BriteCloud Decoy Goes Global

The RAF is working to deploy BriteCloud 55 on its Typhoon fleet before the platform receives its new Smart Stores Dispenser.

Interest in the Leonardo BriteCloud decoy system is growing around the world. It allows pilots to eject a round from their standard chaff or flare dispensers that will emit signals similar to, but stronger than, the radar returns of the platforms, causing inbound missiles to divert from the aircraft and toward the decoy.

“The work with the U.S. is ongoing,” said Rob Laidlar, a former UK Royal Air Force fast-jet squadron leader who is now campaign manager for combat air electronic warfare with Leonardo’s electronics division. “We’ve got a really good, close working relationship with the guard, and with the American acquisition community, based on this work.

“A Foreign Comparative Test is a process reserved for technologies which cannot be found in the U.S., which the U.S. may find useful in service,” he continued. “BriteCloud is the only product of its type in the world at the moment, so is really quite groundbreaking.”

The U.S. Air National Guard is due to conduct a technical valuation of BriteCloud on F-16s, though Laidlar is unable to say when the process will transition to flight testing. It also is going to take some time for the process to conclude.

“It’s a really rigorous process,” he said. “It’s not some kind of science experiment; it’s a really comprehensive test-and-trial process which generates an actual operational capability. At the end of it, there should be a fully validated product. That process does take a while and is probably going to be measured in terms of months, if not toward two years. At the end of that, hopefully an operational capability will be declared. But that will be 12 months to two years from now.”

The 55T version of BriteCloud is optimized for larger, slower-moving aircraft.

BriteCloud is available in two versions, with a third variant nearing production. The original version, BriteCloud 55, is a cylindrical round that will fit the standard 55mm flare-and-chaff dispensers used by many Western European military aircraft. BriteCloud 218 packages the same capability into a rectangular (2 x 1 x 8 in.) “brick,” suitable to be dispensed by F-series jets. The third variant—BriteCloud 55T—is a 55mm round optimized for larger, slower-moving transport aircraft.

“What we’ve done within the 55T is improved the output of the battery and the power amplifier, and increased the overall power output of the round,” Laidlar explained. “[The purpose is] that it generates sufficient power to mask the greater radar cross-section of a larger aircraft such as a [Lockeed Martin C-130] Hercules or an [Airbus] A400M. That’s useful for when you have to put larger aircraft into potential harm’s way, such as VIP or special-mission aircraft, which by dint of what they do tend to get closer to threats than maybe other transport aircraft.”

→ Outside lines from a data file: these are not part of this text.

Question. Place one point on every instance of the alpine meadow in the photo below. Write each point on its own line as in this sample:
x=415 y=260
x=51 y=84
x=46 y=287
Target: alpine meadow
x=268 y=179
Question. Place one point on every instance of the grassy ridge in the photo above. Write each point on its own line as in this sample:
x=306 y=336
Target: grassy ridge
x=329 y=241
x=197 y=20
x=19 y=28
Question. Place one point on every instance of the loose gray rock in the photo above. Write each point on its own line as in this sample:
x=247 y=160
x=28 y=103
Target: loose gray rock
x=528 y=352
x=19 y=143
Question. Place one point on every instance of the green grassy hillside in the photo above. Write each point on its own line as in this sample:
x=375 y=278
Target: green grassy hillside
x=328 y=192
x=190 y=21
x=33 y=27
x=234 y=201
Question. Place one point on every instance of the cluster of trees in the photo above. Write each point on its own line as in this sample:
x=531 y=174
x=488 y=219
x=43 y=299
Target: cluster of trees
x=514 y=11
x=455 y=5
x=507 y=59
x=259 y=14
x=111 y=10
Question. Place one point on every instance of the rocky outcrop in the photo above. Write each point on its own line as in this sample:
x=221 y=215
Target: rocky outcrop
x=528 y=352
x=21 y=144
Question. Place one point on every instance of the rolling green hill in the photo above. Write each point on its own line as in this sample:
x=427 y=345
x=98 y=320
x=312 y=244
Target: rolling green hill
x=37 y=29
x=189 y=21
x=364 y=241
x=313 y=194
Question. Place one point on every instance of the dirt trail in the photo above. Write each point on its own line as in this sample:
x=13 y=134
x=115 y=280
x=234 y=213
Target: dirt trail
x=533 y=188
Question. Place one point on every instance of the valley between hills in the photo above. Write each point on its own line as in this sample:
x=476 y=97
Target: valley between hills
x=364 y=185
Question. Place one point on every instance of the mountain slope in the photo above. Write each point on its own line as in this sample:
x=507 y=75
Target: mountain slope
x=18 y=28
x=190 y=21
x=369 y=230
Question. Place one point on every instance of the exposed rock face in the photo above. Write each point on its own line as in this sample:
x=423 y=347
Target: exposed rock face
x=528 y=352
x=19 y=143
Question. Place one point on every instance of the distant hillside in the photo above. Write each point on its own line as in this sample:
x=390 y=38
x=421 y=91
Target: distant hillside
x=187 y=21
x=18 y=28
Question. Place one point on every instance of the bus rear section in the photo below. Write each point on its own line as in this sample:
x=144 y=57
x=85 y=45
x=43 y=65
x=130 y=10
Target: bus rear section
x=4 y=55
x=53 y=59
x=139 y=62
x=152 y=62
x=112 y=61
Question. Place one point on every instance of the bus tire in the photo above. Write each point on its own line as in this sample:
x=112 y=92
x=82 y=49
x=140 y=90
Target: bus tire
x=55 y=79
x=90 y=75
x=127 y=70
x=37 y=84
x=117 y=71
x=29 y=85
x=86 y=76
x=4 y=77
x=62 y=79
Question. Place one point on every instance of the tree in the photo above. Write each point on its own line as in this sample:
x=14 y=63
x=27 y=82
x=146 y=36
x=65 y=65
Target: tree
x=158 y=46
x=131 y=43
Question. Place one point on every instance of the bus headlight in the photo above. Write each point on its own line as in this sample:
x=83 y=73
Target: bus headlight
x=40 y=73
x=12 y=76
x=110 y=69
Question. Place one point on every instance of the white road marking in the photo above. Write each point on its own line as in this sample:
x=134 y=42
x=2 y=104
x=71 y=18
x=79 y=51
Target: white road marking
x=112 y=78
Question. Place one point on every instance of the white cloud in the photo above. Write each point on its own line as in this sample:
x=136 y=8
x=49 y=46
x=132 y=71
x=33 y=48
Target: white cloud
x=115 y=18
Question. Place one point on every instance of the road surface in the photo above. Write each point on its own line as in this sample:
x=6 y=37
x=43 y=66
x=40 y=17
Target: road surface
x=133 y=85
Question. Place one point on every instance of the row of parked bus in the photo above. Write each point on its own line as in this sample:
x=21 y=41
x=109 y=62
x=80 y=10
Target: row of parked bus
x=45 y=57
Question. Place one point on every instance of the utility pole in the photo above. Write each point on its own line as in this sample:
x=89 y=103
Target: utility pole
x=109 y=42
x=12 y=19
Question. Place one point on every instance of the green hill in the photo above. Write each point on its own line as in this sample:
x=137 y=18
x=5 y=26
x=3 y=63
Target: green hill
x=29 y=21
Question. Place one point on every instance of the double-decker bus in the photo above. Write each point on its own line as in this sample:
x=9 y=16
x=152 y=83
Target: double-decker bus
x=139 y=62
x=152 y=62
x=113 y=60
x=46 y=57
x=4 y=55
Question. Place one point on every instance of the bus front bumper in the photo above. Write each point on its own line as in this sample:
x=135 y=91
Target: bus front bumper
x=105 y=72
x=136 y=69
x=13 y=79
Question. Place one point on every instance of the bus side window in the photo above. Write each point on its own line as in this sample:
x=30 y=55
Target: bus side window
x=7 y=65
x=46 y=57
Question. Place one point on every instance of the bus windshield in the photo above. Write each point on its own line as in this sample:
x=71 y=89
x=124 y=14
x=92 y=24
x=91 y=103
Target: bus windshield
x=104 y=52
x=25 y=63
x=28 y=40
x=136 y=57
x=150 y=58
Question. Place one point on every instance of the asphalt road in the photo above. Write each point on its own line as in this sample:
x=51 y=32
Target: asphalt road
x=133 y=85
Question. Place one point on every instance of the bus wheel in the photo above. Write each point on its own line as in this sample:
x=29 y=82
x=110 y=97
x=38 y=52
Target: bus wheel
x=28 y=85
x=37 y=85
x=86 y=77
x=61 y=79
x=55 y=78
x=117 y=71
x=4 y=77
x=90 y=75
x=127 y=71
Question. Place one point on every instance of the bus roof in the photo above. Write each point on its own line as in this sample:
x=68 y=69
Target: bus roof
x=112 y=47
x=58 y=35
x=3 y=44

Back in the UK, meanwhile, BriteCloud is being tested ahead of deployment on the RAF’s Eurofighter Typhoon fleet. The system was fielded on the Panavia Tornado and flown on combat operations shortly before that platform was retired.

“Some tests have already been undertaken,” Laidlar noted. These were “some comprehensive trials to confirm the interaction between BriteCloud and Typhoon. We expect further announcements about operational capability in the near future.”

BriteCloud’s integration onto the Typhoon appears to have taken longer than anticipated because of delays fielding the platform’s forthcoming Smart Stores Dispenser. When integrated, the new dispenser will use 218-format rounds; until then, Typhoon’s stores are in 55mm format.

“In lieu of getting ready for smart dispense, a regular—if you will—integration of BriteCloud onto Typhoon is underway,” Laidlar says. “That [means] we afford that capability uplift to the aircraft ahead of smart dispense.”

The integration of the 55mm version ought to help ease the process of integrating BriteCloud 218 once the new dispensers are fitted.

“There’s a lot of work that reads across to a smart-dispense store as well,” Laidlar added. “In terms of how the aircraft will use the store, how it flies with it, and how it performs, that reads across. So initially it would be the 55mm version; then in the future it would go down the smart-dispense route, as and when the aircraft is ready for that.”

Angus Batey

Angus Batey has been contributing to various titles within the Aviation Week Network since 2009, reporting on topics ranging from defense and space to business aviation, advanced air mobility and cybersecurity.